It began with the best of intentions: A grand plan to blanket the city with a wireless ''cloud" would provide cheap Internet access to the masses.
When that project failed last year, as it did in many other places, the city turned to a new idea: Wireless ''bubbles" could bridge the digital divide in many of Houston's poorest neighborhoods.
But for those who had high hopes that Houston's flirtations with WiFi would give them free home connectivity, that bubble appears to have officially burst.
Instead, the city is using $3.5 million from a settlement with Earthlink to provide computers and free high-speed connectivity to community centers, nonprofit groups and schools.
And because the network will be password-protected, the wireless connection it provides will be cut off from all but those who participate in classes and programs at the locations.
City Councilwoman Wanda Adams, who sits on a committee that oversees the initiative and represents some neighborhoods that could be selected for the program, said she does not understand why, if a network exists, people will not have access to it. "My take is, if I'm a student and I live in an area where there is wireless, I should be able to access it if I live within so many feet."
Adams said she supported the project but planned to meet with its leaders and stakeholders to get more clarity.
Nicole Robinson, project director for the initiative, said that after Earthlink failed to deliver on its promise to set up a wireless network throughout all of Houston, providing access to residents was never a part of the city's revised plan.
"We are making sure individuals who don't have computers in the home, who don't have the skill set or training they need, will have an opportunity to make sure they can receive those services. We want to this to impact quality of life. It's about access with a purpose."

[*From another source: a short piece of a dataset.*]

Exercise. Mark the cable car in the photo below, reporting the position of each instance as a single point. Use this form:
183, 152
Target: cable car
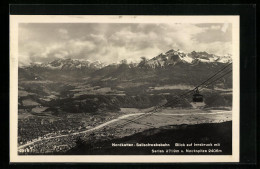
197, 97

Even if the city wanted to make the wireless connection available to residents, such an expansion could be difficult. If too many people access it, the network could bog down. Some could cancel their Internet contracts with Comcast or AT&T, leading them to depend on the city as a service provider, a development that would significantly drive up costs and expectations.
Under the new initiative, a "Wireless Empowered Community Access Network," or WECAN, will be built in 25 super-neighborhoods, 10 of which should be completed in the next two years. The wireless connections will be available on computers inside 15 community centers, schools and other buildings in each network.
In multiple interviews over about a week, Sandra Fernandez, a spokeswoman for the Houston Public Library and Nicole Robinson, the initiative's project director, told me several times that residential access was not part of the plan.
Robinson said the network would likely "pop up" in the neighborhood on a laptop or home computer, as wireless networks do in coffee shops and bookstores, but a user in that scenario would not be able to connect because it would have "secure access," or would be password-protected.
Those who concluded that the network would be available to nearby residents on their laptops or in their homes may have done so because of a "misconception initially," she said, later adding:
"The city definitely doesn't want to become an Internet service provider."
That was one of the main reasons we decided to write an update, since our original story in March indicated that residents in the neighborhoods would be able to connect. It was also an impression shared by City Councilwoman Wanda Adams. Interestingly, a senior staffer for another City Council member who had been briefed by Robinson was under the same impression: that the service would not be available to residents.
This afternoon, about 3:30 p.m., Michael Moore, Mayor Bill White's chief of staff, told me that other city employees in the information technology department have been working separately to ensure that residents can use the WiFi.